A possible future approach could be to encode the depths and TNF independently with the VAE (although it could still train using both depths and TNF at the same time), and, when calculating the contig-contig distances during clustering, using a heuristic approximation of the chi distribution which can be computed quickly. Alternatively, one could cluster exclusively on depths, then afterwards identify contigs in bins with divergent TNF and/or recruit unbinned contigs to bins with similar TNF.

<a id='switch_to_true_distance_measure'></a>

__Switch to a true distance measure for tandem clustering__

There is a current problem in the implementation of tandem clustering. To explain it, let me begin at the beginning:

There is a problem with the regular clustering algorithm in that it scales O(n<sup>2</sup>), and so becomes painfully slow with larger datasets. We can get around this by splitting the dataset in several partitions, and clustering each partition.

But this creates another problem: When splitting the dataset, it's highly likely that the contigs of a true bin will end up in different partitions. If that happens, it's impossible for the bin to be reconstructed. And we can't easily partition in a manner which preserves the bins' integrity, because that would require us to know the bins beforehand which is the entire point of clustering!
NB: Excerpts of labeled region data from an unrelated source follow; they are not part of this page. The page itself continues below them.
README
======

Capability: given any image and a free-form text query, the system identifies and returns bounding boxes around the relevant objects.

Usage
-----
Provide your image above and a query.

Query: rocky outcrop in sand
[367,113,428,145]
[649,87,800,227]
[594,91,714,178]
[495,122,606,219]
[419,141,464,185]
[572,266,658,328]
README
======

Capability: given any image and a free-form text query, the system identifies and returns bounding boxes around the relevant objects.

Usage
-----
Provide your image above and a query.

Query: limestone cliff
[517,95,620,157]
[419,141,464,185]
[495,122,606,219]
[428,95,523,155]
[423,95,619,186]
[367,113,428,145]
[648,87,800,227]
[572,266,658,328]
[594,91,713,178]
We can solve it with the following splitting function:

    function split(set contigset, float INNER, float OUTER):
        while there are more than 20,000 contigs in contigset:
            S = random contig from contigset
            partition = All contigs in contigset within OUTER distance of S
            yield partition
            superfluous = All contigs in contigset within INNER distance of S
            delete superfluous from contigset
            
        yield contigset # last partition with at most 20,000 elements
        
We can prove this works:

    For any bin B, for any partition seed S, let C be the contig in B closest to S
    Let F be the contig in B furthest from S
    If |SC| > INNER, all contigs in B remains in contigset and the bin is not split (1)
    If |SF| ≤ OUTER, all contigs in B is contained in the partition, bin is not split (2)
    Let us assume we have picked values of INNER and OUTER such that OUTER-INNER > |CF| (cond. A)

    If |SC| > INNER:
        Bin B is not split since (1)

    Else it must be the case that:
        |SC| ≤ INNER, which can be rearranged by (A) to
        |SC| ≤ OUTER - |CF|, adding |CF| gives
        |SC| + |CF| ≤ OUTER, and by the tringle inequality |SF| ≤ |SC| + |CF|:
        |SF| ≤ OUTER, which, by (2) means bin B is not split
            
Hence we just need to pick values for `INNER` and `OUTER` to follow condition A, which means that the difference between `INNER` and `OUTER` should be above the cluster diameter for most realistic bins. No problem.

Unfortunately, this relies on the triangle inequality `|SF| ≤ |SC| + |CF|` which does not hold true for Pearson distance and Spearman distance, and so bins will likely get split when partitioning, giving lower recalls. This implies that tandem clustering will perform better with other distance measures like 1-norm or 2-norm distance. Of course, we can't just use 1-norm distance when partitioning and then use Pearson when clustering!

While it would be trivial to change the distance measure used in `clustering.py`, it is difficult to map e.g. 1-norm distances to a fixed interval [0, 1], and so we have not found a way to approximate the clustering threshold needed. Also, preliminary tests we did have shown that Pearson distance separates the latent representation slightly better than 1- or 2-norm distance (although the loss of accurary by poor partitioning might offset this).

<a id='create_better_autoencoder'></a>

__Create a better autoencoder__

We aren't actually machine learning experts, and the details of the VAE implementation has been a combination of "I think that it might work if we...", blind testing ("stochastic grad student descent" is real), and reading lots of machine learning blogs. I bet there's room for improvement if someone with a solid machine learning background and a deeper theoretical knowledge of neural networks took a crack at designing a VAE for this purpose. In fact, we believe one of the strengths of the VAMB approach is that the VAE itself can likely be much better than the one we've implemented.